Seriously. Just Take Your Stuff and Go.

It’s Saturday. The kitties are mewling pitifully for cream (despite the fact that they rarely if ever chip in for groceries), my bed still hasn’t made itself, and the temperature has plummeted here in Minneapolis a good 20 degrees from yesterday.

And why not? It’s December, still, and no one said this was going to be easy.

Oh, sure, there was talk early on about how lovely it is to have four seasons, how pretty the snow is and how childishly excited we’ll be once we’re able to do something as novel as wear shoes outside rather than boots; but the thrill is gone, people.
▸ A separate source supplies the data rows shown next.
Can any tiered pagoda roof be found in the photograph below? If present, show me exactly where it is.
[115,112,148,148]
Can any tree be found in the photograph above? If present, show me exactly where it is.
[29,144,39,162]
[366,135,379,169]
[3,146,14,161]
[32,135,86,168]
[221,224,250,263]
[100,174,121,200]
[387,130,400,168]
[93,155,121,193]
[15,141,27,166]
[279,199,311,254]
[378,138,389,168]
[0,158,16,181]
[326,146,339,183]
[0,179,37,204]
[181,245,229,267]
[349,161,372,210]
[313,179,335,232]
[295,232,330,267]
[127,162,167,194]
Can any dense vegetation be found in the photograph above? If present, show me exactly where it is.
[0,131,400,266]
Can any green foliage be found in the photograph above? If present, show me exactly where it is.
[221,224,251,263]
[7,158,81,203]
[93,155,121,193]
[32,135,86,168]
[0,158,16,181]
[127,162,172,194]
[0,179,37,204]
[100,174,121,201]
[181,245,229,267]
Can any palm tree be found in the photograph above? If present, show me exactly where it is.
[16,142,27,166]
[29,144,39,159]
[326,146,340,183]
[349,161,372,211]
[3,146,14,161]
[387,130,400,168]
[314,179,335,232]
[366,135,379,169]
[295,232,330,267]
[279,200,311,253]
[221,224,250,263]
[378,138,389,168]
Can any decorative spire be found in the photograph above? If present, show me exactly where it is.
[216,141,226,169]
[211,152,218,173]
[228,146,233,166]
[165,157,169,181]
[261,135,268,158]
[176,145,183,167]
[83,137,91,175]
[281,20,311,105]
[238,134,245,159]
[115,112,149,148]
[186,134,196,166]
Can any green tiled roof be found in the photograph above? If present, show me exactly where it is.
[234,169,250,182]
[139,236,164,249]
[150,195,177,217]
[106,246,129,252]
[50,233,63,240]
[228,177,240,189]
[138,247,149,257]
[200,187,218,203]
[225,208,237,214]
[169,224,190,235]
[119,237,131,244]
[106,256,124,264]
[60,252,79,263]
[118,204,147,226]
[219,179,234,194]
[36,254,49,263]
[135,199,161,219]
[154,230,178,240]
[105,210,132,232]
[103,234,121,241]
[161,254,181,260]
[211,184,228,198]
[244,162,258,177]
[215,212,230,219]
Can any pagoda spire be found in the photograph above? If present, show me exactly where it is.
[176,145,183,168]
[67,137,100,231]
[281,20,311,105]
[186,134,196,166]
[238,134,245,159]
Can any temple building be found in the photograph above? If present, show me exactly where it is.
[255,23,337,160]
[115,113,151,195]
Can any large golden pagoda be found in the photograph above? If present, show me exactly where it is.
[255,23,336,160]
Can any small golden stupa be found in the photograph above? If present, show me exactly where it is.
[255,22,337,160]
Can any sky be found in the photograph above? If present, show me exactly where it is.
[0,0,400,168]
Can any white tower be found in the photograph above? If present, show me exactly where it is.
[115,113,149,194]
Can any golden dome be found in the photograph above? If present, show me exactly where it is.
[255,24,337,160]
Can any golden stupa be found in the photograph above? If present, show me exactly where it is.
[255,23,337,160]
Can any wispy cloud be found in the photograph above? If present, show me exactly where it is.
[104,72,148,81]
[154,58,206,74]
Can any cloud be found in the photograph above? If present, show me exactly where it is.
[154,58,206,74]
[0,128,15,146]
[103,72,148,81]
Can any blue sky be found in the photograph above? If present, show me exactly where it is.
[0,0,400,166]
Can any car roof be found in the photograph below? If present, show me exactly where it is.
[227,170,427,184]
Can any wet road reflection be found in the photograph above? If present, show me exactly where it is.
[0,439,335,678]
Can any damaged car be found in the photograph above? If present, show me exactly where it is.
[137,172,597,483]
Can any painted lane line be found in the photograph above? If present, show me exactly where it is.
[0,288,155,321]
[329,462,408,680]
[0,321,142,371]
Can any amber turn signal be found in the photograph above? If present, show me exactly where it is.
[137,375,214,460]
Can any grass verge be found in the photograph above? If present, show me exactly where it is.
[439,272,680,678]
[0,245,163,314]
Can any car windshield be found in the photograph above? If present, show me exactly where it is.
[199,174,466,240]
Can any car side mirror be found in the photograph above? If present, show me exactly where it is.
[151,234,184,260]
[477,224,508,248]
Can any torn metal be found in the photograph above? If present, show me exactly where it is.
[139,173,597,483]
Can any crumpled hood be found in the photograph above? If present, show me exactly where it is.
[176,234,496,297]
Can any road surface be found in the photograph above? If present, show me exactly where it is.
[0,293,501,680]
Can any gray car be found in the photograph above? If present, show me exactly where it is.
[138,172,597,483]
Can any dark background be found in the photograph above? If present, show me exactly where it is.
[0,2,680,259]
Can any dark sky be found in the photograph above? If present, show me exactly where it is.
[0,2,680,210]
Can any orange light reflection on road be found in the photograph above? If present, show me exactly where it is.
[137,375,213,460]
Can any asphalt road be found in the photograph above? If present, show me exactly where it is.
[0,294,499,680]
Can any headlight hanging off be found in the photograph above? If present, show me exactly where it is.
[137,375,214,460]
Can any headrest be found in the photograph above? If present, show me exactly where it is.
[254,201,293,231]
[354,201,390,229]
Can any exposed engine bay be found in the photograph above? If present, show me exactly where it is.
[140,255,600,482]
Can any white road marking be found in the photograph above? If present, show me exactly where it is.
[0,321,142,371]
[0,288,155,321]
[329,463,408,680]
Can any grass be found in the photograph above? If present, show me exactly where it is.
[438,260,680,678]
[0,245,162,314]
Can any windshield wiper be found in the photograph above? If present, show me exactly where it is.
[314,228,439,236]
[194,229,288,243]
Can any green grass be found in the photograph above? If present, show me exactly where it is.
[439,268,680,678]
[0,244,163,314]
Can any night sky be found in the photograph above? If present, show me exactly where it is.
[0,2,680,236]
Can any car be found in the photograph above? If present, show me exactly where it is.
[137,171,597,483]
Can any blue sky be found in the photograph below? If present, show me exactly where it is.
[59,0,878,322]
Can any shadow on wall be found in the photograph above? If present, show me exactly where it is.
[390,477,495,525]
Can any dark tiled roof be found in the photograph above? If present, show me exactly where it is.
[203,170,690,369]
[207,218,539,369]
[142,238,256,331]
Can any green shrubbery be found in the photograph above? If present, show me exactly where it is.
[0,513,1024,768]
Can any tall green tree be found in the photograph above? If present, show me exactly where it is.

I’m breaking up with winter.

In the beginning, and I do mean in the beginning, when I was a young, tender thing with proper hand/feet blood circulation and dreams of graceful ice-skate-driven pirouettes, it was good between us. Winter added a pinkness to my cheeks, and I was grateful. It’s hard being of a naturally yellowish hue, and I was tired of being asked if I was “okay”. Stop asking me that! I’m fine! I’m just yellow-y, okay?

Sheesh. Give a girl a break.

But then came high school; and the young, tender things with money were going skiing, so I saved my money so that I could go, too. Pity I didn’t know how to ski, though, and my reward for ridiculous amounts of babysitting and acting like I knew what I was doing earned me a face-plant into the side of a mountain (or maybe it was a hill – it is Minnesota, after all) and my own key to the high school elevator for a month.

That’ll teach ya!

That was the beginning of the end; and in all this time, winter has failed to make it up to me.

Lost mittens and hats, frostbite, falling on the ice? Dead car batteries? Fruitless searches for jumper cables? The gradual accumulation of turtlenecks and superfluous hip and buttock padding?

All winter’s fault.

So, yeah. It’s over, and I don’t feel bad about it.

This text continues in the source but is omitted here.